With the blessing services, the bishops are forced to take a stand, at least indirectly. Do they even face excommunication, that is, expulsion from ecclesial communion, if they allow such celebrations to take place? Even the experts are already meditating on this ie. No, means the Munsteraner church lawyer Thomas Schuller in a guest contribution for the portal catholic.de. The paper of the Congregation for the Doctrine of the Faith, even if it was approved by the Pope, is not a magisterial document, but only to be understood as an aid for the episcopal ministry.

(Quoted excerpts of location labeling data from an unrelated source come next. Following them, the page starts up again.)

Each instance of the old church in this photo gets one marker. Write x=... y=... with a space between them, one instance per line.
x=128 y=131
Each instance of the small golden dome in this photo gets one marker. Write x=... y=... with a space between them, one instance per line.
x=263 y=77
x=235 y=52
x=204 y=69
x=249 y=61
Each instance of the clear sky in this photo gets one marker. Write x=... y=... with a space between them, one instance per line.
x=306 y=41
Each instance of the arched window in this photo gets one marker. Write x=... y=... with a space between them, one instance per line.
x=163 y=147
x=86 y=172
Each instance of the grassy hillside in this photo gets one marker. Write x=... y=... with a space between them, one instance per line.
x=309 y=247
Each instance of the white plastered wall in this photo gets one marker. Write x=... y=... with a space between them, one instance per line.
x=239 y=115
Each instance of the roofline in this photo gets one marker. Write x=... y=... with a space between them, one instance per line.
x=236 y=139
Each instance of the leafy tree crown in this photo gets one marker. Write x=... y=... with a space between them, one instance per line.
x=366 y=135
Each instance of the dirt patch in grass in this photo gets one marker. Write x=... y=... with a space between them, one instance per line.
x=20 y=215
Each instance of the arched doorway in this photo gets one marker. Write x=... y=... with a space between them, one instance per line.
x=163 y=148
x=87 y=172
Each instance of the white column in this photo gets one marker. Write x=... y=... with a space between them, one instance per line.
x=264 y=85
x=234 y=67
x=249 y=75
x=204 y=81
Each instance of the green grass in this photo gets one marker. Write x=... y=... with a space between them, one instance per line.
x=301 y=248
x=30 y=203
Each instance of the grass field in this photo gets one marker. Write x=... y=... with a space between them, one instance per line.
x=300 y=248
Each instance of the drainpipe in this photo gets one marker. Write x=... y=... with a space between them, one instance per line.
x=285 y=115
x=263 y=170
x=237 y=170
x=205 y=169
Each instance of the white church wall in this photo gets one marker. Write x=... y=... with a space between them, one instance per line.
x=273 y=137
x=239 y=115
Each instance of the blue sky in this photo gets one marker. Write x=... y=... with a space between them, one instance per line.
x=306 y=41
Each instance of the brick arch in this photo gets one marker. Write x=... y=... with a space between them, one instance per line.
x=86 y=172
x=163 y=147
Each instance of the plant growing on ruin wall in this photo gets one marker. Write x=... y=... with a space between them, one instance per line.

Yes, says Gero Weishaupt. "A bishop who ignores and acts contrary to the papal ban on blessing same-sex couples incurs excommunication as an act punishment, d.h. it steps in as soon as a bishop publicly speaks out in favor of blessing homosexual unions," the church jurist told the Austrian website kath.net.
Criticism from Bishop Batzing
Bishop Batzing criticized the current blessing services in advance. Services have "their own theological dignity and pastoral significance. They are not suitable as an instrument for church-political manifestations or protest actions". Bernd Monkebuscher, pastor in Hamm, North Rhine-Westphalia, and one of the initiators of "Love Wins" disagrees. "We are not protesting against something, but we are siding with people who still expect something from church."
While theologians argue about which biblical and magisterial roots the treatment of homosexual people can refer to, the blessing services seem like a small mustard seed of hope to the participants in the first celebrations. "This is church," says one of them on Thursday evening in Geldern: "And not what is said up there."